Director: Alexander Payne
Screenwriter: Alexander Payne, Nat Faxon, Jim Rash, based on the novel by Kaui Hart Hemmings
Cast: George Clooney (Matt King), Shailene Woodley (Alex King), Amara Miller (Scottie King), Nick Krause (Sid), Beau Bridges (Cousin Hugh) and Robert Forster (Scott Thorson)
Plot: A father's life is thrown into turmoil when his wife is plunged into a coma and he has to take care of his children, right at the point that he has to make a major financial decision. On top of this, he discovers that his wife has been having an affair, and resolves to go and find the man she was sleeping with to tell him about her condition.
Running Time: 114m 54s
Certificate: 15 - Contains Strong Language
Alexander Payne is the master of the mid-life crisis.

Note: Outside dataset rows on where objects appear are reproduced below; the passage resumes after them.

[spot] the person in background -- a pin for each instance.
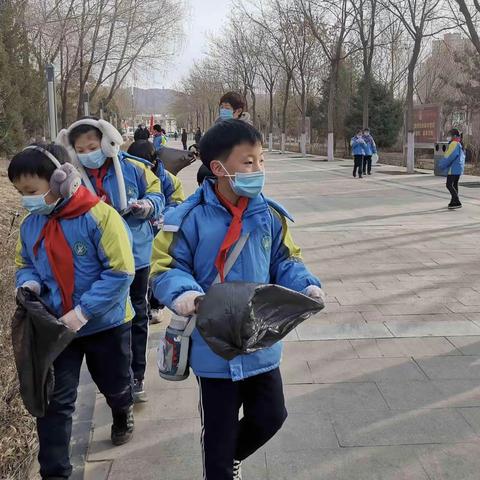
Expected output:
(184, 138)
(74, 251)
(232, 105)
(187, 257)
(358, 150)
(453, 163)
(157, 137)
(135, 192)
(141, 133)
(370, 149)
(198, 135)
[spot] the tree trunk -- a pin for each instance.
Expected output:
(331, 110)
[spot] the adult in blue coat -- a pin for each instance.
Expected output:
(188, 255)
(358, 150)
(370, 149)
(453, 163)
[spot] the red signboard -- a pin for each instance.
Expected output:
(426, 123)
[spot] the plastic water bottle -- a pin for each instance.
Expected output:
(172, 352)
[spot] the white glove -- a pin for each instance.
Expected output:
(142, 209)
(74, 319)
(315, 292)
(33, 285)
(184, 304)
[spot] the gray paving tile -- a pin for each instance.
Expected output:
(446, 368)
(432, 328)
(369, 428)
(365, 370)
(360, 329)
(378, 463)
(403, 347)
(303, 432)
(468, 345)
(451, 462)
(330, 398)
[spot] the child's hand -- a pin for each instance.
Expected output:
(32, 285)
(185, 304)
(141, 209)
(74, 319)
(315, 292)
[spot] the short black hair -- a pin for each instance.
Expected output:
(34, 162)
(143, 149)
(235, 99)
(203, 173)
(219, 141)
(82, 129)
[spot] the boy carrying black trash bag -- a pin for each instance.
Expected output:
(188, 255)
(74, 251)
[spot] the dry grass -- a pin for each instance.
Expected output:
(17, 427)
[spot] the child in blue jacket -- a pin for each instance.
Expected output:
(453, 163)
(75, 252)
(189, 253)
(358, 149)
(134, 191)
(370, 150)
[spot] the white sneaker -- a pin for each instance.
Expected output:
(237, 470)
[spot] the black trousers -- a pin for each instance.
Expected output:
(108, 357)
(224, 436)
(138, 295)
(367, 164)
(452, 187)
(358, 165)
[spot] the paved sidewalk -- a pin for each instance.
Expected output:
(385, 383)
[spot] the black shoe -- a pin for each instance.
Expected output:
(139, 395)
(455, 206)
(122, 427)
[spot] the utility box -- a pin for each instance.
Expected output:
(438, 153)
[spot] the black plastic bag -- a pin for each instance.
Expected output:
(240, 318)
(38, 338)
(175, 160)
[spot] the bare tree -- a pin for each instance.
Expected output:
(331, 22)
(421, 21)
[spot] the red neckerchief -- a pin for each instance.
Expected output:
(99, 175)
(58, 250)
(234, 231)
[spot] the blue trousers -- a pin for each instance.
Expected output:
(108, 357)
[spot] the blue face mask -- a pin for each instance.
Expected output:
(93, 159)
(36, 204)
(226, 113)
(247, 184)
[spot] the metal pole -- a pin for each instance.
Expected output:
(86, 106)
(52, 108)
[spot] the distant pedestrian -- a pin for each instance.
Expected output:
(157, 136)
(370, 150)
(184, 138)
(141, 133)
(453, 163)
(358, 150)
(198, 135)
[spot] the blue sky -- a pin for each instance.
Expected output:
(204, 17)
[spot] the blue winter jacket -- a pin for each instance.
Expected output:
(453, 162)
(370, 146)
(358, 146)
(183, 259)
(104, 267)
(140, 183)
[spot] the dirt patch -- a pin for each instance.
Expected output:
(17, 427)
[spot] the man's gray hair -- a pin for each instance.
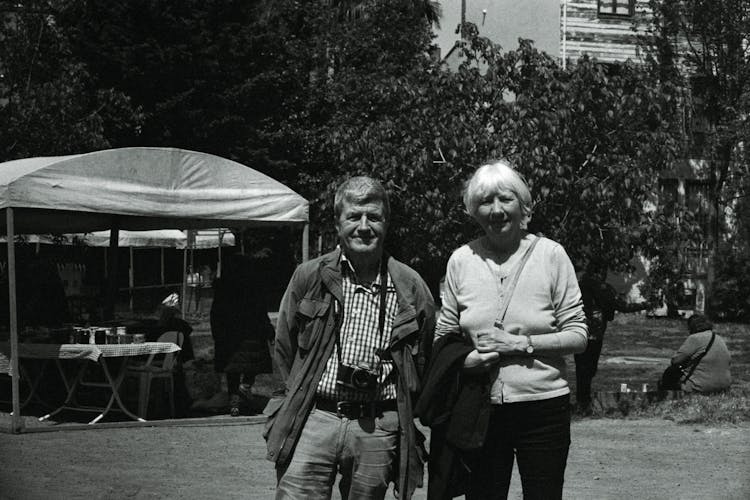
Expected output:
(361, 189)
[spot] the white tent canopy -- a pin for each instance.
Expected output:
(134, 189)
(142, 188)
(155, 238)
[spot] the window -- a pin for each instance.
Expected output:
(618, 8)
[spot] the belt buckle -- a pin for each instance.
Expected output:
(341, 407)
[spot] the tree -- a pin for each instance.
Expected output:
(702, 45)
(47, 102)
(590, 141)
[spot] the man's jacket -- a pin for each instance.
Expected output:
(305, 337)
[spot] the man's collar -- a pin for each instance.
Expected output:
(347, 268)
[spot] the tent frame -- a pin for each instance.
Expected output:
(224, 193)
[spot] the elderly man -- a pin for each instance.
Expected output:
(701, 364)
(352, 338)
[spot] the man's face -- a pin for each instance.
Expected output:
(361, 228)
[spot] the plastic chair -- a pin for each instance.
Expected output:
(161, 367)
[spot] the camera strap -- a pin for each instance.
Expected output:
(383, 292)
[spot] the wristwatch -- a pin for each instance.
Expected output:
(530, 346)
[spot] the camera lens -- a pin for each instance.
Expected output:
(361, 379)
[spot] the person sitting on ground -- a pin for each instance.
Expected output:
(701, 364)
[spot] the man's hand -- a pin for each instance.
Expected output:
(480, 362)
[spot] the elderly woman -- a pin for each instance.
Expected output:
(514, 298)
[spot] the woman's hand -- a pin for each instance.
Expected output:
(499, 341)
(479, 361)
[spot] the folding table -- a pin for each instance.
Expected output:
(112, 359)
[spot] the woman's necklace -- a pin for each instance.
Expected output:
(500, 264)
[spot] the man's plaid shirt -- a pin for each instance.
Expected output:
(361, 338)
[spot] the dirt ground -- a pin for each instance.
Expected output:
(609, 459)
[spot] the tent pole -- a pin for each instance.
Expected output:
(306, 243)
(111, 297)
(131, 278)
(183, 299)
(218, 263)
(16, 422)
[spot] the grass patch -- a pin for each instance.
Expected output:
(629, 335)
(636, 335)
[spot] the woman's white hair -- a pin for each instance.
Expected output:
(492, 177)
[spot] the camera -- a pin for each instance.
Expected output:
(360, 378)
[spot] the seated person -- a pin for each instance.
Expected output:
(695, 369)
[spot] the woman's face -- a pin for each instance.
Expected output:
(499, 213)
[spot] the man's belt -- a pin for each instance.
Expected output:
(356, 409)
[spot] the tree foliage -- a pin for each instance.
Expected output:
(309, 94)
(48, 104)
(702, 45)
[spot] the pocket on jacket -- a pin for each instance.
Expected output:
(388, 422)
(271, 411)
(311, 318)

Whether it was Matthew Broderick’s disillusioned high school teacher in Election, or Jack Nicholson’s bewildered
widower in About Schmidt, or Paul
Giamatti’s lonely wine-snob in Sideways,
Payne focuses on middle-aged men who still haven’t worked out love, life and,
quite often, death.
In The Descendants,
he is on familiar territory once again. George Clooney plays Matt King, a real
estate lawyer, whose wife has been plunged into a coma after a boating accident,
right at the point that he, the sole remaining trustee of thousands of acres of
virgin Hawaiian land, has to decide who he’s going to sell it to before the
trust dissolves. Stale love and wrangling about property: it’s what I’m
expecting from my fifties.
On top of this, Matt’s two daughters are a nightmare
combination. 10 year-old Scottie (Amara Miller) is very clever, precocious and
causing trouble at school. 17 year-old Alex (Shailene Woodley) is a beautiful,
recovering junkie, who likes spending most of her time with idiot boys. Matt
doesn’t know how to deal with them. He’s been too busy working and earning,
despite his philosophy that, no matter how wealthy you are, you give your
children enough to do something, and not so much that they do nothing.

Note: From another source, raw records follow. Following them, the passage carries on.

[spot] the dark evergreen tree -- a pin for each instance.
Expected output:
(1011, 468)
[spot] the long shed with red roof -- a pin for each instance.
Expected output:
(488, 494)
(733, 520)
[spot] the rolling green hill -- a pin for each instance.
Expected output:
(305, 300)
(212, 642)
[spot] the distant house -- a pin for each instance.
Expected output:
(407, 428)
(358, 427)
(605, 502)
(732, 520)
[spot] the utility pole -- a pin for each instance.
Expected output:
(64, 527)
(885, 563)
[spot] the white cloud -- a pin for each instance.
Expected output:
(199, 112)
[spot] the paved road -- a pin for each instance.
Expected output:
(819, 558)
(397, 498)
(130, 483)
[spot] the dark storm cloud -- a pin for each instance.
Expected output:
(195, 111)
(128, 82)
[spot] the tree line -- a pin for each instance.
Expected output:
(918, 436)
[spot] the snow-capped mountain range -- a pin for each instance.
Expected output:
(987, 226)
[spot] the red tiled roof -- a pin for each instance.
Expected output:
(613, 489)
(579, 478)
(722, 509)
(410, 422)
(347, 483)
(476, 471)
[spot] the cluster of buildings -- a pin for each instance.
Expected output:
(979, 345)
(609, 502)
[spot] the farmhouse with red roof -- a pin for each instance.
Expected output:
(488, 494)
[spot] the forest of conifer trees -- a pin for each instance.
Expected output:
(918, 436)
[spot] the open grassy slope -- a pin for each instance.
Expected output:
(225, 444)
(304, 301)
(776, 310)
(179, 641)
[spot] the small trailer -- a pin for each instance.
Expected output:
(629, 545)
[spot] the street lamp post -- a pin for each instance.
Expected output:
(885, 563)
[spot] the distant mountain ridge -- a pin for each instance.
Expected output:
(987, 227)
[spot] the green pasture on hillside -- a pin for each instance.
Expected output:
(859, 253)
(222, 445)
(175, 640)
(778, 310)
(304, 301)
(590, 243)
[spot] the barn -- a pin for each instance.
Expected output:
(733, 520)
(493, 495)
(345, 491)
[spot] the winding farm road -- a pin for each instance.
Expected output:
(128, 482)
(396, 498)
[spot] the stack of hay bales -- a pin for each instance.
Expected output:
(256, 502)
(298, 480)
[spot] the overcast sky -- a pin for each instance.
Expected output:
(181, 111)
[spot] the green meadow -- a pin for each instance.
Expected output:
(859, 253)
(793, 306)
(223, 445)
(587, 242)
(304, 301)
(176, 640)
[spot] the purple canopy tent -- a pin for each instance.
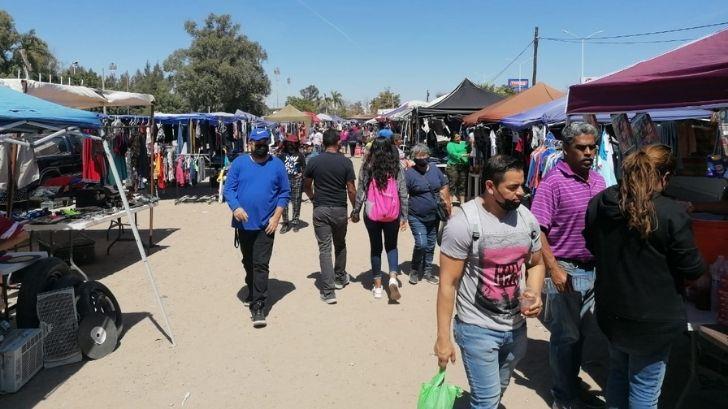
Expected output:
(694, 75)
(554, 112)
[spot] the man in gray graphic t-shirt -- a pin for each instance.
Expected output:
(491, 258)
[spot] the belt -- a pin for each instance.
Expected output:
(584, 265)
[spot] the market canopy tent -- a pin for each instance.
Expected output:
(289, 113)
(16, 107)
(554, 112)
(532, 97)
(464, 99)
(21, 113)
(695, 74)
(77, 96)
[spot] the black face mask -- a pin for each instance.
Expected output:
(260, 150)
(421, 163)
(508, 204)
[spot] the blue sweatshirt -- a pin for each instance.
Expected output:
(258, 188)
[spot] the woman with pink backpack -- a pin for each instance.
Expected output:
(382, 191)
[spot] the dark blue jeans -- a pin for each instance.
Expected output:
(570, 319)
(390, 231)
(635, 380)
(425, 234)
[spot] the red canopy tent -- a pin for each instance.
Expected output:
(695, 74)
(515, 104)
(314, 118)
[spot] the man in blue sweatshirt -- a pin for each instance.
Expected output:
(257, 191)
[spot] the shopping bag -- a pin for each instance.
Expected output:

That philosophy, however, has been deeply flawed and Matt is
the only person who hasn’t noticed. He
discovers that his wife had been having an affair, a fact their mutual friends
kept hidden from him. His wife’s father (Robert Forster) lectures him continually
about how his little girl deserved more from her marriage. As for Matt, he’s
been living next to the tropical beauty of Hawaii for years and years and all
he has to say is “Paradise? Paradise can go f*** itself”.
It is indeed hard to see paradise in the Honolulu location –
a dense, pale-grey, urban sprawl – but there is more elsewhere, and, to that
end, this is a surprisingly optimistic film from Payne. The sentiments have been
detectable in his previous works, but never before has he made a piece which so
definitely values beauty and so unequivocally rejects tangible wealth.
The main thrust of the plot is Matt’s attempt to hunt down
his wife’s lover, and the ride is richly comic and moving. It is driven by
another triumphant lead performance from George Clooney. He gets many great
lines and hits every single one of them and is as watchable as ever, but he
achieves a level of truthfulness which he hasn’t had since his self-directed
supporting role in Good Night, and Good
Luck.
It’s actually an untypical Clooney part. Matt is not
glamorous or sexy or suave. He is thoroughly ordinary in many ways. That fact
that this ordinariness works so well on screen is as much down to Alexander Payne’s
deft adaptation of Kaui Hart Hemmings’ novel (with Nat Faxon and Jim Rash) as
it is to the effortlessness of Clooney’s performance. Payne once again strikes
the resonant chords he hit with Sideways,
his last film, which is now some seven years away. He always creates characters
that are utterly human: ridiculous at times, poignant at others; witty at
times, insensitive at others.
Most of the charm of Payne’s work comes from his humour,
which is laugh out loud funny. One of the reasons why About Schmidt does not live long in the memory is that there are
not enough good laughs. This, however, is funnier than Sideways, thriving on clashes of personality and the comedy of
awkwardness. It is also Payne’s most moving film to date: a portrait of a man
waking up to discover that his life is hanging together by a thread, infuriated
and hurt by a betrayal from the one woman he cannot bear the thought of losing.
It’s not just about Matt. The daughters are
equally as important and well-treated, with Woodley shining in a breakthrough
performance as the troublesome Alex who is forced to grow-up very quickly.
Accompanying her is Sid (Nick Krause), a tag-along slacker who is initially
something of an oddity but is consistently funny and deeper than first meets
the eye. Though Sid seems to join the family for the duration of the film, it
is only the key three who remain in the film’s last shot. There is no tidy
resolution and much is left unsaid. Some will find it saccharine. Others will
find it to be a quietly affecting, amusing family drama.